Le lacrime di Emma Bonino e Mina Welby a Palazzo Madama – dopo il via libera definitivo del Senato alla legge sul biotestamento – sono diventate l’emblema di una grande conquista per un Paese come l’Italia dove la laicità non sempre è sinonimo di liceità all’autodeterminazione. Anni di dure battaglie hanno raggiunto il culmine della tensione in questi ultimi otto mesi: otto lunghi mesi dal sì alla Camera caratterizzati da disaccordi in seno alla maggioranza tra Pd e centristi; otto lunghi mesi trascorsi tra appelli di senatori a vita e sindaci di tutta Italia; otto lunghi mesi terminati con 180 voti favorevoli, 71 contrari e 6 astensioni.

Ma quali parametri e quali limiti introduce la legge sul diritto a rifiutare le terapie?

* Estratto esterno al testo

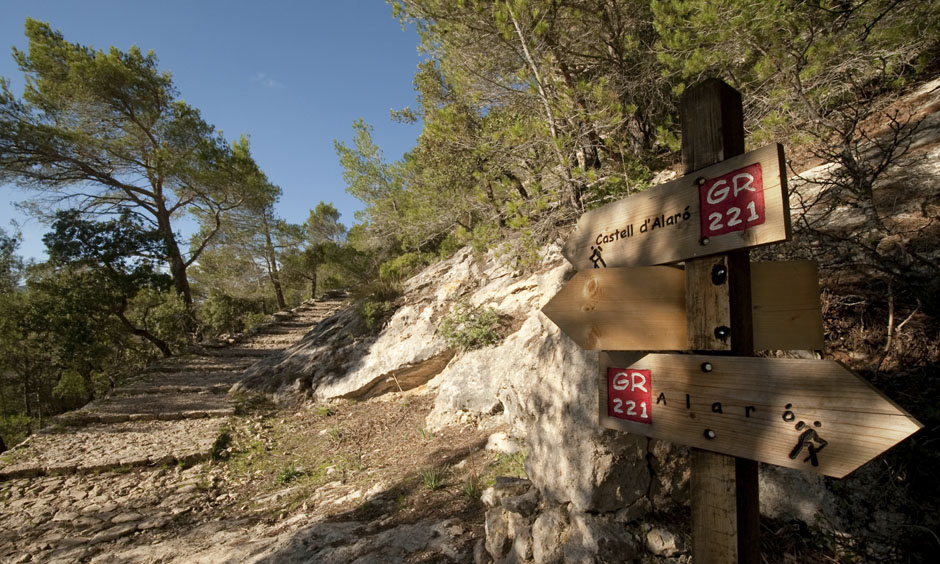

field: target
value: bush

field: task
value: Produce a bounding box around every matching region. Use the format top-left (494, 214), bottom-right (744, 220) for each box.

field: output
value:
top-left (379, 253), bottom-right (434, 284)
top-left (52, 370), bottom-right (91, 410)
top-left (140, 291), bottom-right (195, 349)
top-left (359, 298), bottom-right (392, 331)
top-left (200, 292), bottom-right (267, 337)
top-left (437, 301), bottom-right (503, 350)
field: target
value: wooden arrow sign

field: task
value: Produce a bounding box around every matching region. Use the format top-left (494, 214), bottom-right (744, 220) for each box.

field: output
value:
top-left (599, 353), bottom-right (922, 478)
top-left (562, 145), bottom-right (790, 270)
top-left (542, 261), bottom-right (824, 351)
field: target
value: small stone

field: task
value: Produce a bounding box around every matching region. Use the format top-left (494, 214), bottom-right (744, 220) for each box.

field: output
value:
top-left (137, 513), bottom-right (173, 531)
top-left (88, 523), bottom-right (137, 544)
top-left (111, 511), bottom-right (143, 525)
top-left (500, 487), bottom-right (539, 517)
top-left (646, 527), bottom-right (682, 556)
top-left (480, 476), bottom-right (532, 507)
top-left (485, 431), bottom-right (521, 454)
top-left (72, 515), bottom-right (103, 529)
top-left (52, 511), bottom-right (78, 523)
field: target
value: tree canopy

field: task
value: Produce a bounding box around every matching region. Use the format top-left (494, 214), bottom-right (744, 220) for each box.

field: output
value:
top-left (0, 19), bottom-right (253, 303)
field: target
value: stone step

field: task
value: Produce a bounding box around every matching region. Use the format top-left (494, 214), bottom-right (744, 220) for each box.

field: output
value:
top-left (146, 356), bottom-right (255, 373)
top-left (57, 393), bottom-right (235, 425)
top-left (196, 346), bottom-right (270, 359)
top-left (112, 384), bottom-right (231, 397)
top-left (136, 368), bottom-right (245, 391)
top-left (0, 417), bottom-right (226, 480)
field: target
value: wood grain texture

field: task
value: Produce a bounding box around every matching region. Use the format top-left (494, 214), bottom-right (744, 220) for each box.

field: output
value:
top-left (542, 262), bottom-right (824, 351)
top-left (598, 352), bottom-right (922, 478)
top-left (751, 260), bottom-right (826, 351)
top-left (542, 266), bottom-right (687, 351)
top-left (679, 79), bottom-right (760, 564)
top-left (562, 145), bottom-right (790, 270)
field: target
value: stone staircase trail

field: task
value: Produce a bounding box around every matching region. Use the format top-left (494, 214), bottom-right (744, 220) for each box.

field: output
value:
top-left (0, 298), bottom-right (344, 562)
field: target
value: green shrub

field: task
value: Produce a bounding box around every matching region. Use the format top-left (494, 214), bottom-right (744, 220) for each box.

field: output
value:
top-left (0, 413), bottom-right (34, 448)
top-left (379, 253), bottom-right (434, 284)
top-left (276, 462), bottom-right (304, 484)
top-left (52, 370), bottom-right (91, 410)
top-left (199, 292), bottom-right (267, 336)
top-left (359, 298), bottom-right (392, 331)
top-left (437, 301), bottom-right (503, 350)
top-left (420, 466), bottom-right (449, 491)
top-left (140, 291), bottom-right (195, 349)
top-left (212, 428), bottom-right (232, 460)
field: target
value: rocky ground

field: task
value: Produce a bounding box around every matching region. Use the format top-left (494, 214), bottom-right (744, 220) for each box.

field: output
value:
top-left (0, 301), bottom-right (529, 563)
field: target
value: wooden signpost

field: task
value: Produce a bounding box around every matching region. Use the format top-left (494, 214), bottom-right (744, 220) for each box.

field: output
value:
top-left (543, 80), bottom-right (920, 564)
top-left (562, 145), bottom-right (790, 270)
top-left (542, 261), bottom-right (824, 351)
top-left (599, 352), bottom-right (921, 478)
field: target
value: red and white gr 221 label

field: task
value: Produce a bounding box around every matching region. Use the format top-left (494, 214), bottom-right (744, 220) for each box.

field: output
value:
top-left (699, 163), bottom-right (766, 237)
top-left (607, 368), bottom-right (653, 423)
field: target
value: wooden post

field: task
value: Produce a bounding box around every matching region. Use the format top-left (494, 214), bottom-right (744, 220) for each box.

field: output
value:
top-left (680, 79), bottom-right (760, 564)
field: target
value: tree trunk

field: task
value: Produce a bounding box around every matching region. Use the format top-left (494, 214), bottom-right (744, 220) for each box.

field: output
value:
top-left (114, 300), bottom-right (173, 358)
top-left (261, 212), bottom-right (287, 311)
top-left (156, 198), bottom-right (193, 306)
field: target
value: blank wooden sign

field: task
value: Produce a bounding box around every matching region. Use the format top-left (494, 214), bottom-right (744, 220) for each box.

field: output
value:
top-left (542, 261), bottom-right (824, 351)
top-left (598, 353), bottom-right (922, 478)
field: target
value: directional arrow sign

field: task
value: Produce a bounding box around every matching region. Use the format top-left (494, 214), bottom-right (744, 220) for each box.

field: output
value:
top-left (562, 145), bottom-right (790, 270)
top-left (599, 353), bottom-right (922, 478)
top-left (542, 261), bottom-right (824, 351)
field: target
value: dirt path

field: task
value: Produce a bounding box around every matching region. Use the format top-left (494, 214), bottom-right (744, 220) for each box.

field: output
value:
top-left (0, 300), bottom-right (342, 562)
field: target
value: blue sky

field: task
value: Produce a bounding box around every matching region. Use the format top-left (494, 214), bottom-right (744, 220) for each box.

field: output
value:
top-left (0, 0), bottom-right (420, 258)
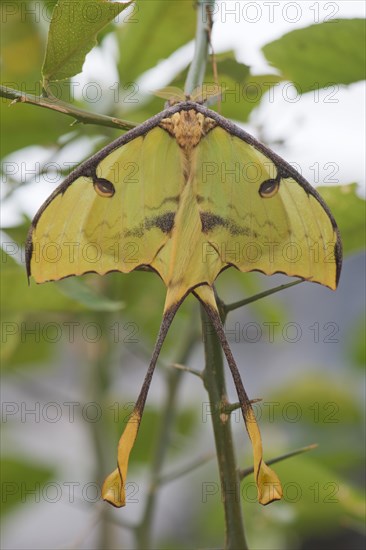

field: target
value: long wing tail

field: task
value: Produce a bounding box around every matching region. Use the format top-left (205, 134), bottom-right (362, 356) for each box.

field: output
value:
top-left (102, 302), bottom-right (181, 508)
top-left (194, 285), bottom-right (282, 505)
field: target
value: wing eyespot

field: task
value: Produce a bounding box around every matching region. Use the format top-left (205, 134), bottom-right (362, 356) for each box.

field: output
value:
top-left (93, 178), bottom-right (116, 198)
top-left (258, 179), bottom-right (280, 199)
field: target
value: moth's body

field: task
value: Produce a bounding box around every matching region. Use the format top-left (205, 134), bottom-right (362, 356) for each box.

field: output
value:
top-left (27, 102), bottom-right (340, 307)
top-left (27, 101), bottom-right (341, 506)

La legge sul biotestamento si divide sostanzialmente in due parti: la prima, più generale, interessa il consenso informato sui trattamenti sanitari; la seconda, più specifica, riguarda la compilazione delle disposizioni anticipate di trattamento (Dat).

 

Cosa sono le Dat

Soltanto dopo aver ricevuto le adeguate informazioni sulle conseguenze delle proprie scelte, ogni persona che abbia raggiunto la maggiore età e nel pieno delle facoltà mentali può esprimere le proprie volontà sui trattamenti sanitari da ricevere in caso di incidente o malattia che comportino incapacità ad autodeterminarsi.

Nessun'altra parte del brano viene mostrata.